Tamás Deutsch does indeed deserve the Petöfi Prize, I am only sorry the awarding ceremony is – hopefully only this year – organized in an inappropriate way, as a webinar, which means at a distance, imposed upon us by the quarantine measures of social distancing. Social distancing is an instrument of intentional fragmentation and atomization of human society. It makes it impossible for us to meet, to see each other in person, to smile at each other, to properly experience this moment. This arrangement is less the consequence of the covid epidemic than of the governments’ reactions to it.
Tamás Deutsch has a rich biography. He is a founding member of FIDESZ and one of the main organizers of mass demonstrations in Budapest in 1989. He was a vice-chairman of FIDESZ and a member of the government. He spent 20 years in the Hungarian Parliament (three of which as a deputy speaker). In 2009 he was elected to the European Parliament, where he serves his second term now.
We, the Czechs, are aware of one special moment of Tamás Deutsch’s life. He came to Prague on August 21, 1989 and attended an unauthorized demonstration organized on the occasion of the anniversary of the 1968 invasion of Czechoslovakia by the Warsaw Pact armies. He held a banner with the inscription “We came with flowers, not with tanks” and asked for forgiveness for the Hungarian participation in the invasion. As a result of his brave deed, he was arrested and – after eight days – fined and expelled from Czechoslovakia.

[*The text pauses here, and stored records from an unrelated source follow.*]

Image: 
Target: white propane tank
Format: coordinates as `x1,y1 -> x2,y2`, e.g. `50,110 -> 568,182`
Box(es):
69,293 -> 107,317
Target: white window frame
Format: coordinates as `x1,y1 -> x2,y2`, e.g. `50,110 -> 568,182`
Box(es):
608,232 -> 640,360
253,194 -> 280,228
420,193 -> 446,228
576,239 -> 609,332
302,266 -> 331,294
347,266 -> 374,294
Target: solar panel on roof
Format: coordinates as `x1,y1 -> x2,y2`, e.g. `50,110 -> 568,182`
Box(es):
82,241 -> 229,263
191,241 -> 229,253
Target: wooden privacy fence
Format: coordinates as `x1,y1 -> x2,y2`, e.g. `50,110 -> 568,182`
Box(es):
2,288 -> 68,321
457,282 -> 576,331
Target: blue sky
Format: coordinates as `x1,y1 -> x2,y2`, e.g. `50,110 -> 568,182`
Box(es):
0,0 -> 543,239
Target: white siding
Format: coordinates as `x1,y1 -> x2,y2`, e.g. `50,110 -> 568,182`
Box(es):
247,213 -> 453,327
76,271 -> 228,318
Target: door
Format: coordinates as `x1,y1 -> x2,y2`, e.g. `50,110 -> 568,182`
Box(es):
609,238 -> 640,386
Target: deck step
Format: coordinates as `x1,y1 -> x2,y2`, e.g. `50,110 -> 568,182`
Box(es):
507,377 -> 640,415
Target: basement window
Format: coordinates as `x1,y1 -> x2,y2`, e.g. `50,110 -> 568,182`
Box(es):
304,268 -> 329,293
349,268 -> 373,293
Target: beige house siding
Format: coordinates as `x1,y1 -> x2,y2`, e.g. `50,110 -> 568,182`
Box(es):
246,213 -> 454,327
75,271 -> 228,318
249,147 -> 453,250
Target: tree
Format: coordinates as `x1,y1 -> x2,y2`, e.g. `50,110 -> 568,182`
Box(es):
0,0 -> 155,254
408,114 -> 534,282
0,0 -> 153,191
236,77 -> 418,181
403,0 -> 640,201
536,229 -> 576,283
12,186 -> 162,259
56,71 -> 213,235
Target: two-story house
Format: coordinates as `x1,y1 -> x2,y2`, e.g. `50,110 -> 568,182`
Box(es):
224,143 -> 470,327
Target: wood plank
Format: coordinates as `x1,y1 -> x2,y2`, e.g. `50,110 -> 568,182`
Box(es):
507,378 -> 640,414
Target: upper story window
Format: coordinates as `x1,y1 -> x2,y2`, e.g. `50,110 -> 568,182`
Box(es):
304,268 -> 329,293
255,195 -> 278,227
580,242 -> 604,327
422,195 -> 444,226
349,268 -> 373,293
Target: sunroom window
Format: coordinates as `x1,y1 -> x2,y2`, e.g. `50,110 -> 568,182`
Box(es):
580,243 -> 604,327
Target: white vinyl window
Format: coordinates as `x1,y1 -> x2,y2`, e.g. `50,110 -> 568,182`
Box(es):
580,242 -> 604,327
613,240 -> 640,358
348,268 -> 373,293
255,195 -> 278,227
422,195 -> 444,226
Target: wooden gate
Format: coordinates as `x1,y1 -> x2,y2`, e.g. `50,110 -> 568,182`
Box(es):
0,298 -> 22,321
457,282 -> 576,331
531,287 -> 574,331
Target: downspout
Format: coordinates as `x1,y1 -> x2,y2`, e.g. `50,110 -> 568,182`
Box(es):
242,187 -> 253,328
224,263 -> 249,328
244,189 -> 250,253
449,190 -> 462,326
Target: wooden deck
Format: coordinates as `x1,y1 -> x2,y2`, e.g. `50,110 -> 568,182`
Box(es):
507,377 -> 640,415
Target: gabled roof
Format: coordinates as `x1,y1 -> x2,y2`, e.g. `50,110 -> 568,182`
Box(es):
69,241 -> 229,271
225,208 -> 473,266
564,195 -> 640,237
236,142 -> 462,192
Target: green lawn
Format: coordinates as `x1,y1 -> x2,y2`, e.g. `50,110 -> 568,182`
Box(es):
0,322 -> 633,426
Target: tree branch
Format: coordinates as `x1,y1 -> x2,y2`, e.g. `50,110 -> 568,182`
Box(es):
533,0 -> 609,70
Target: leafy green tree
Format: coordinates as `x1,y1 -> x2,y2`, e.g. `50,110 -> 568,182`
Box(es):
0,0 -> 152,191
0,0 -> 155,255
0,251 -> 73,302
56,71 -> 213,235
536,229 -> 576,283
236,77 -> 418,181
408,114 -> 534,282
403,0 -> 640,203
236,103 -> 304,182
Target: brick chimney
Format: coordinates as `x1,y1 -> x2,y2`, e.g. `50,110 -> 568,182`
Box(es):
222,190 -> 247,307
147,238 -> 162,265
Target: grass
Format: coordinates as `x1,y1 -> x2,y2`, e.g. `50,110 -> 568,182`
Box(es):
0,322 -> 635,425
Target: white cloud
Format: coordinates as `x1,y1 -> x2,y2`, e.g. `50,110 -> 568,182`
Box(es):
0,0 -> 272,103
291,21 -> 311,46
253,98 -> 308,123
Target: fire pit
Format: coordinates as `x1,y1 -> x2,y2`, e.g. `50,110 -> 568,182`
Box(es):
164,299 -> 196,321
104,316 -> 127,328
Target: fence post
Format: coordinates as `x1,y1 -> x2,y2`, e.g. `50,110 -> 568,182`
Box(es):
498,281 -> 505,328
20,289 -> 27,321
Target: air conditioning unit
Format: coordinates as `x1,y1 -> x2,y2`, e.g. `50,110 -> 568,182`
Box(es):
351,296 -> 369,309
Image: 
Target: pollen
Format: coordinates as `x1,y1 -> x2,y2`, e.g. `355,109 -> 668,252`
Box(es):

I would like to assure Mr. Deutsch and all Hungarians that his act of courage will never be forgotten and that we have never – not even atthe very moment of the invasion – considered Hungary to be the real aggressor. We were fully aware of the Hungarian revolution in 1956 and of its fate. It is, nevertheless, worth mentioning that while in 1956 the Soviet Union acted alone, in 1968 it acted in cooperation with other communist countries.

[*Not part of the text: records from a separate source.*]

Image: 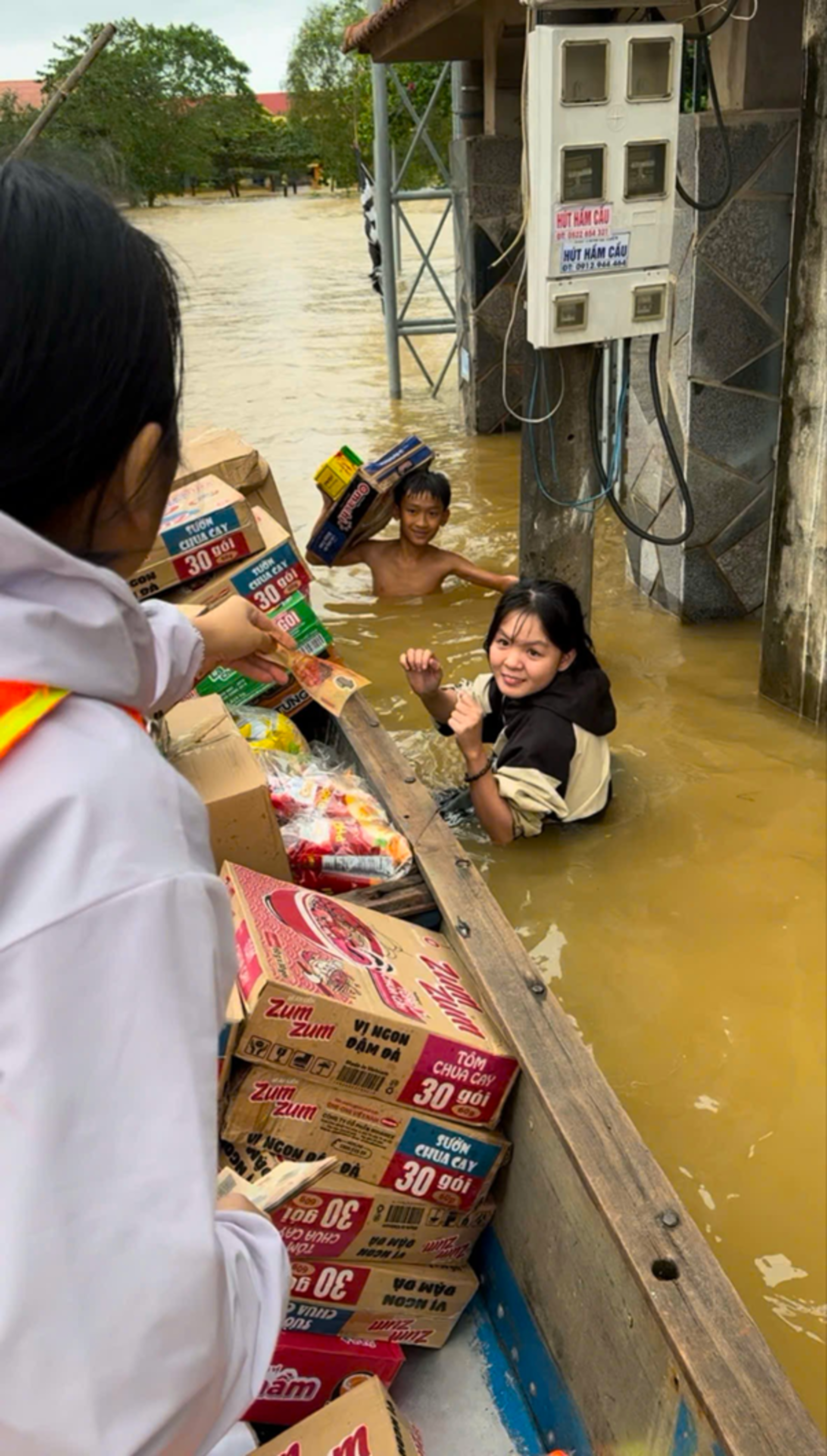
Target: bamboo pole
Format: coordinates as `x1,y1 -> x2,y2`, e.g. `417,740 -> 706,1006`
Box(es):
12,23 -> 115,157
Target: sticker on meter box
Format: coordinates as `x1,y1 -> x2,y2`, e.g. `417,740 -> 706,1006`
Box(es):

Tamás Deutsch has been for a very long time one of the most important Hungarian politicians. As a Czech politician, I would like to openly and explicitly recognize that Hungary – under the leadership of Prime Minister Orbán and with politicians like Tamás Deutsch – has become one of the few remaining defenders of freedom, liberty, old, centuries proven values and traditions, and last but not least of the nation state and its irreplaceable role in human history. I applaud Hungary and its citizens for making it possible and only wish my country would do the same.
I wish this year’s Petöfi Prize winner many productive years in politics and in his personal life. I can’t resist, however, to express my concern as regards the utilization of all of his skills and political experience in the European Parliament, the embodiment of post-politics Hungary has been so successfully fighting against.
Mr. Deutsch, do accept my sincere congratulations.